Apparemment en ce moment la trend c’est de revenir sur 2016. Alors plutôt que de parler de moi, ça m’a plutôt donné envie de me remémorer mes lectures de l’époque (ce qui revient globalement à parler de moi, mais différemment).

Couverture de Un cantique pour Leibowitz

En science-fiction, c’est surtout l’année qui m’a vu découvrir le cycle de la Culture de Iain M. Banks et durant laquelle je me suis enfilé L’Homme des jeux, L’usage des armes et Une forme de guerre, signe clair que j’étais enthousiasmé par ma découverte de cet univers. Cette année-là j’ai aussi été marqué par Un cantique pour Leibowitz, un roman post-apo de Walter M. Miller sorti en 1960 dans lequel des moines tentent de sauvegarder ce qui reste de la connaissance humaine. Vivant à plein ma passion du moment pour l’exploration spatiale, j’ai lu le pavé Mars la Rouge, premier tome de La trilogie martienne de Kim Stanley Robinson - parue dans les années 1990 - qui nous fait suivre l’installation d’une colonie humaine sur Mars et la terraformation progressive de cette dernière, dans une optique plutôt “hard SF” et une grande attention donnée aux dynamiques sociales. Anecdote amusante : le début de la trilogie prend justement place en 2026. En plus léger, j’ai un souvenir pétillant de Au service surnaturel de sa majesté, de Daniel O’Malley, un roman d’urban fantasy dans une agence gouvernementale britannique secrète spécialisée dans le surnaturel.

Couverture de L'Ours est un écrivain comme les autres

2016 c’est aussi l’année de ma relecture de Moi qui n’ai pas connu les hommes, de Jacqueline Harpman, chef-d’œuvre féministe à tendance post-apo qui connaît depuis un regain d’intérêt aussi mérité qu’inattendu.
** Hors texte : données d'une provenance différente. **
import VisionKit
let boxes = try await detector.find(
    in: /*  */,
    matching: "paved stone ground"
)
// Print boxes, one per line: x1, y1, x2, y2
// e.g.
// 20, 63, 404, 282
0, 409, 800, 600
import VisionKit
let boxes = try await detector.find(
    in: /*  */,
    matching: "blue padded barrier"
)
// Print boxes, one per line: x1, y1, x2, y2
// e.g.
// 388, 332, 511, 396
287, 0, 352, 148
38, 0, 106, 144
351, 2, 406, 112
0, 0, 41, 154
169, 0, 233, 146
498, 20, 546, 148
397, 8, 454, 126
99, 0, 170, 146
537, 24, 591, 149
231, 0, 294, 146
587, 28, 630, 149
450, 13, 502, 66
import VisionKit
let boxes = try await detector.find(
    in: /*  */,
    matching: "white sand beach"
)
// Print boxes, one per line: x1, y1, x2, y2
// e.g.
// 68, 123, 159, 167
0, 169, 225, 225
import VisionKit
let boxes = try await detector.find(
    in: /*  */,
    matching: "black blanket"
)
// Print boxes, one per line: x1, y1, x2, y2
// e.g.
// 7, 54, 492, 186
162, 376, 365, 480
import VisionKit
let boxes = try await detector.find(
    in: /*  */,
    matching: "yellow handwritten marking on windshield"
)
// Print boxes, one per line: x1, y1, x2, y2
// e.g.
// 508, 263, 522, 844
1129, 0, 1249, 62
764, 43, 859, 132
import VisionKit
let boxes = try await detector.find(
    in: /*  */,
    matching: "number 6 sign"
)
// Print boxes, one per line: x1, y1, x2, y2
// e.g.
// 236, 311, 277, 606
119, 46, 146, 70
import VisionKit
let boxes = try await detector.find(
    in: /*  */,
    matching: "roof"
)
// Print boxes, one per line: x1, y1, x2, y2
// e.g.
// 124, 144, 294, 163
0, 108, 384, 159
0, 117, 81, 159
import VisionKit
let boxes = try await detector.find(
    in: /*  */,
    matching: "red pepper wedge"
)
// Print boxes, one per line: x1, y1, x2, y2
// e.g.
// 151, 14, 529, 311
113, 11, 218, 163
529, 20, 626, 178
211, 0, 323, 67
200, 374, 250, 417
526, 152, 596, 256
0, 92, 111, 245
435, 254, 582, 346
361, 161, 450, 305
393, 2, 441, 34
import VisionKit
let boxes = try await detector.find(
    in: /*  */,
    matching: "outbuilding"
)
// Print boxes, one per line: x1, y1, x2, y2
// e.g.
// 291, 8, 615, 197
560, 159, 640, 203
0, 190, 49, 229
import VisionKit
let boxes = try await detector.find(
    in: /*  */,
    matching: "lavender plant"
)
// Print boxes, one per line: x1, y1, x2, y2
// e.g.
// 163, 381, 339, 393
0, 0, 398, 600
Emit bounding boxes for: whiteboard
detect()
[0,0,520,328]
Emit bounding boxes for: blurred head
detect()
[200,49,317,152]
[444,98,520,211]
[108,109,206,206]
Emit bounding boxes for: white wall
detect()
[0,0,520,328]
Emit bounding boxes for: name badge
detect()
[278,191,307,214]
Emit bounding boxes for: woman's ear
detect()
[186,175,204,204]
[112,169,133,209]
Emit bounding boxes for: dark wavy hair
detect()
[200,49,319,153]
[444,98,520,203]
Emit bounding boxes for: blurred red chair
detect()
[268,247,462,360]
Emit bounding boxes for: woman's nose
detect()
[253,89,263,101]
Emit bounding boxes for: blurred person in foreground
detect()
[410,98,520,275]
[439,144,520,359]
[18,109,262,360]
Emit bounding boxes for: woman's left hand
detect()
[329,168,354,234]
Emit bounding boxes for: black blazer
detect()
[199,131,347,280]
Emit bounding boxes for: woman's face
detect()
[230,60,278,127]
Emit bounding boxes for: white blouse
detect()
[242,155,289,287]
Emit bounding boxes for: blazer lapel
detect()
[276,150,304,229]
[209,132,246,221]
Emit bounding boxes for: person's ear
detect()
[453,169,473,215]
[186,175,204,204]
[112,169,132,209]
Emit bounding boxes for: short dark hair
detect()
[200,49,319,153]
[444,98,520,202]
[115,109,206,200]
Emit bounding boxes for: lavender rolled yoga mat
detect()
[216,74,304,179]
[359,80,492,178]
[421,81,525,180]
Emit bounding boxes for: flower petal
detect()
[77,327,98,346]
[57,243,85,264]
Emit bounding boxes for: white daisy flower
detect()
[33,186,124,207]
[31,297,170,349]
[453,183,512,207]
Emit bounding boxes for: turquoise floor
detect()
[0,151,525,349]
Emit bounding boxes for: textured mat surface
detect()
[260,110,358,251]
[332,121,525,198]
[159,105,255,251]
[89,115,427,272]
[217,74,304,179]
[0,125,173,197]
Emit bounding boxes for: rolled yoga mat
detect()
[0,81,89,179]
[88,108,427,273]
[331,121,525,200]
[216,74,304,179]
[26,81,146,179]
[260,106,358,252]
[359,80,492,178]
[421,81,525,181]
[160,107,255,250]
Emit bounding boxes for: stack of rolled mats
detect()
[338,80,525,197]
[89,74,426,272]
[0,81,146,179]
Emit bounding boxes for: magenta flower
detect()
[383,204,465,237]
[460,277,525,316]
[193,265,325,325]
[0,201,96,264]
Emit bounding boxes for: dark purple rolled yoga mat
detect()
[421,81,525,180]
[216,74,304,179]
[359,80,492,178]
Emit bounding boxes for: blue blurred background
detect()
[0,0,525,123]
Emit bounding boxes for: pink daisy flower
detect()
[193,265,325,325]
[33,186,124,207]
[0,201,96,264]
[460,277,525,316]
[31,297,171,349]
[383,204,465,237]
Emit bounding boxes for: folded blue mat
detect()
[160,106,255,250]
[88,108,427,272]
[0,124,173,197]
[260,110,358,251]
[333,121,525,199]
À côté de ça, j’ai beaucoup ri grâce à L’Ours est un écrivain comme les autres, roman absurde de William Kotzwinkle dans lequel un ours s’approprie le travail d’un écrivain et rejoint le petit monde de la littérature et des médias. En parlant de littérature, Le Roi Pâle de David Foster Wallace m’a gentiment traumatisé avec ses notes de bas de page parfois longues de plusieurs pages. Quant à Putain de Mort, de Michael Herr, le récit d’un journaliste sur le terrain aux côtés des soldats pendant la guerre du Vietnam, il reste un texte difficile à oublier. Pour rester aux US, j’ai aussi lu Fear and Loathing on the campaign trail ‘72 de Hunter S. Thompson, récit très “personnel” et chaotique de la campagne électorale américaine de 1972 (qui a vu la réélection de Nixon contre le démocrate McGovern), avant que le résultat de celle de 2016 ne me dégoûte du sujet pour pas mal de temps.

Couverture de Rien ne nous survivra

Certains livres de cette année-là ne sont plus pour moi qu’une couverture dont le contenu m’échappe pour l’essentiel, sans parler de ceux que j’ai interrompus en cours de route ou que je n’ai pas aimés (une pensée pour Terminus Radieux, d’Antoine Volodine, que j’ai terminé au prix d’un effort qui n’était franchement pas nécessaire). Un constat : si 2016 a été une année assez peu prolifique en nombre de lectures (un peu plus d’une trentaine) par rapport à mon rythme actuel, on y compte les femmes sur les doigts d’une seule main (quatre, et tant qu’on y est citons-les : Jacqueline Harpman, Titiou Lecoq, Maïa Mazaurette et Marie Peltier). C’était avant que j’encode tous mes livres lus dans un tableau Excel et que le déséquilibre flagrant me saute aux yeux. En gros, 2016 est une année que je n’inscrirai pas forcément au panthéon de mes souvenirs personnels, mais dont il est possible de tirer quelques trucs intéressants.